Tries so hard to believe in that false rhyme about "sticks and stones."
But when night inevitably comes
And along with it, silence,
she releases muffled sobs into tear-stained pillows.
and when the pain is too much to bear,
She succumbs to her demons;
Takes out that little piece of metal she has to keep hidden,
And drags it across her skin.
Watches the crimson
drain from her wrist.
this is the end, the grand finale,
And she knows it.
Hopefully, by the time you finish reading this Suicide Note,
you'll realize that "she"
.....is actually me
Ashlie | 1 day ago
Wow. That's dark...I think it's really good. I'm sure she could improve it somehow, but I have no idea how. I think it's a fantastic poem.

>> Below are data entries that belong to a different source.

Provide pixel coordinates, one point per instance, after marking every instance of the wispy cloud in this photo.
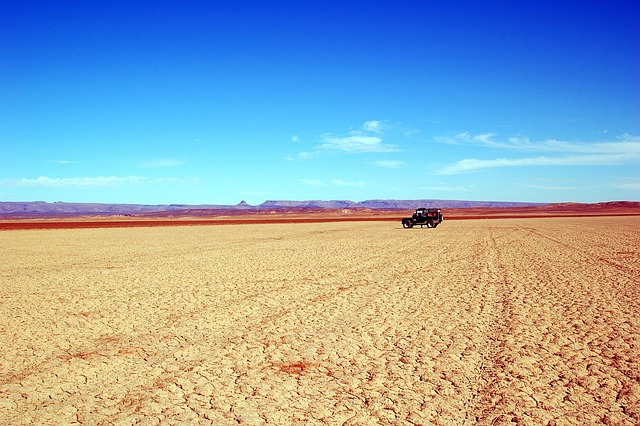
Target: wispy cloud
(357, 144)
(374, 126)
(624, 144)
(389, 164)
(61, 161)
(341, 182)
(623, 151)
(311, 182)
(366, 139)
(630, 183)
(446, 188)
(159, 163)
(80, 182)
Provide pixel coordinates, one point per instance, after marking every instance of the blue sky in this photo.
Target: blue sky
(214, 102)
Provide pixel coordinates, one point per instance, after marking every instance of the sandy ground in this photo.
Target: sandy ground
(508, 321)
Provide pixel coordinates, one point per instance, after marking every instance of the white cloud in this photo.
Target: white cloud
(373, 126)
(472, 164)
(446, 188)
(82, 182)
(157, 163)
(311, 182)
(355, 144)
(605, 153)
(624, 144)
(633, 184)
(61, 161)
(389, 164)
(341, 182)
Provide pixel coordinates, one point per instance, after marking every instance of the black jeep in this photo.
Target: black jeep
(424, 217)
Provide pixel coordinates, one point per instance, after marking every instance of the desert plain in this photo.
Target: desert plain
(528, 321)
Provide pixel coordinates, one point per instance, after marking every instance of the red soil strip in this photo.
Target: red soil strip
(330, 216)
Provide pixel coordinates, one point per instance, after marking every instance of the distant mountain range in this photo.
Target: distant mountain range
(61, 209)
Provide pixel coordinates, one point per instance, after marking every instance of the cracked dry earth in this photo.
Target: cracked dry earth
(510, 321)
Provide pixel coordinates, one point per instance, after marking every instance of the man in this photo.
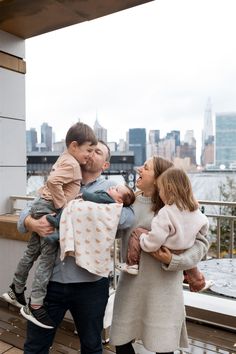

Not sure the TNT line is needed, but? The piece speaks of a permanent solution to what might sometimes be a temporary issue, but especially in the young, depressed, bullied, made fun of, ignored, feeling overwhelming angst, it seems a way to an end.
She is bothered. Suicidal and plan to commit ...... slit her self with a bladed weapon she have concealed. Bothered by the demons its something bothering her mind. You are her friend. help her.